No matter how they stepped through the door however, by the time the school day came to an end I think that both our students and their parents made their way home feeling good about their days and their choices.
Kenneth Gordon is a school of second choice. To be honest, there are probably no parents or children who enter the school system with a burning desire to attend KGMS. Some other school had the privilege of being their first choice.
First choice schools are picked for a number of reasons: they are close to home; or they have status or a larger than life reputation in the community; or they are where Mom or Dad or Grandma or Grandpa went to school. Whatever the reason, we parents often select the first choice school for our child with less thought and research than we give to buying a new car!
Students arrive at Kenneth Gordon because those first choices didn’t work. This time, parents have done their homework. They have listened to learning specialists; they have researched their options; and they have made an informed choice that they believe will be a good fit for their child. That is the way that every enrolment decision should be made, and that is why, at KGMS, we are proud to be a school of second choice.
Many of the students that I have worked with over the years have come to me with the same story. They tell me how they just can’t learn. They say that no matter what their teachers taught them, they couldn’t master it. What did that say about them as a learner, or as a person? When I get those kinds of questions, I always think of a quote by the American educational critic Neil Postman who wrote in one of his books: Building a Bridge to the 18th Century that hearing a teacher say to a student, “I taught you that concept, you just didn’t learn it” is as absurd as hearing a car salesperson say to a customer “I sold you that car, you just didn’t buy it!”
Clearly if a customer doesn’t buy the car, than the technique of the salesperson wasn’t up to the task of selling to that particular customer, in other words, they didn’t “sell” it – it is hardly the buyer’s fault if she or he didn’t buy. The same holds true for teachers and students. If the strategies employed by the teacher, fail to meet the needs of the learner, than it is the teacher that needs to go back to the drawing board, not the student.
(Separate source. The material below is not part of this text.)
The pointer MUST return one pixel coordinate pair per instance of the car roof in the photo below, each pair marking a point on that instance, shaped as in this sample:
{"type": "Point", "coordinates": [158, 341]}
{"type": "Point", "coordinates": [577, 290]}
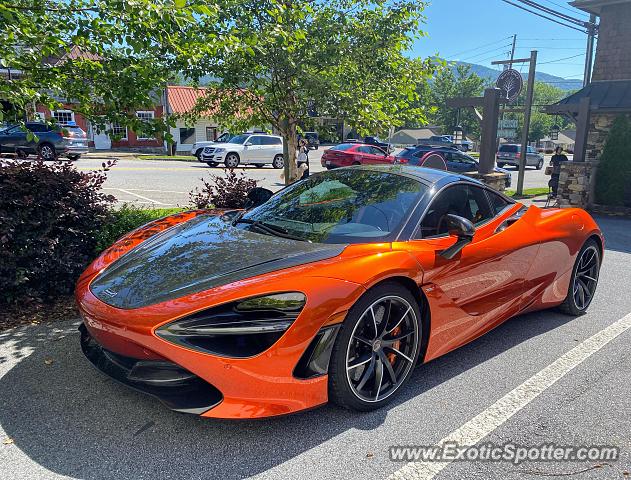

If a student doesn’t learn it, then you didn’t teach it!
As long as first choice schools continue to struggle to meet those needs, there will be an important place for second choice schools like Kenneth Gordon. But, if in some ways we are like no other school, in others, we are exactly the same!
On Wednesday when those floodgates opened and that sea of shining faces streamed in, the energy level was palpable and the excitement – electric! Staff members and students alike were genuinely thrilled to see one another after two long months apart.
It’s a funny thing, as much as I love summer, each fall when I experience first-hand the joy of learning once again, I remember that I love September even more!